The Royal Chronicle of the Old Kingdom: Luang Prasoet Version (พระราชพงศาวดารกรุงเก่า ฉบับหลวงประเสริฐ), commonly known as the Luang Prasoet Chronicle, is a manuscript of the Royal Chronicles of Ayutthaya—a historical account of the Kingdom of Ayutthaya, a former kingdom in present-day Thailand. It was discovered and brought to the Vajirañāṇa Royal Library by a Thai nobleman, Luang Prasoet-aksonnit (Phae Talalak), in 1907, and was thus named after him in his honour.

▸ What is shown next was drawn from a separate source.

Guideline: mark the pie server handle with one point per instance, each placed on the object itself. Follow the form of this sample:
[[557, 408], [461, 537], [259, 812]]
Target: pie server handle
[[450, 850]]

According to its preface, the document was compiled in 1681. It presents the chronicle in an abridged version, and its dating is considered by historians to be mostly accurate, unlike other versions which may have been subject to later copying errors. Michael Vickery, who has argued against the reliability of other Ayutthayan chronicle traditions, wrote that this one "has so far proven resistant to any attempt to discredit it". Siroch Sittisombut treats it as the most authoritative of the royal chronicles, and notes that it records no Ayutthayan sack of Angkor before 1431, where other versions carry conquests in 1369 and 1388.

Because it is abridged, its entries are often a single line. Its notice of Bayinnaung's campaign of 1563 puts the surrender of Maha Thammaracha down to famine and epidemic at Phitsanulok, where the Royal Autograph version and the Burmese and Dutch accounts each give a different cause. It also dates the Buddha image of Wat Phanan Choeng twenty-six years before the foundation of Ayutthaya in 1351, which is used as evidence of settlement on the site before that year.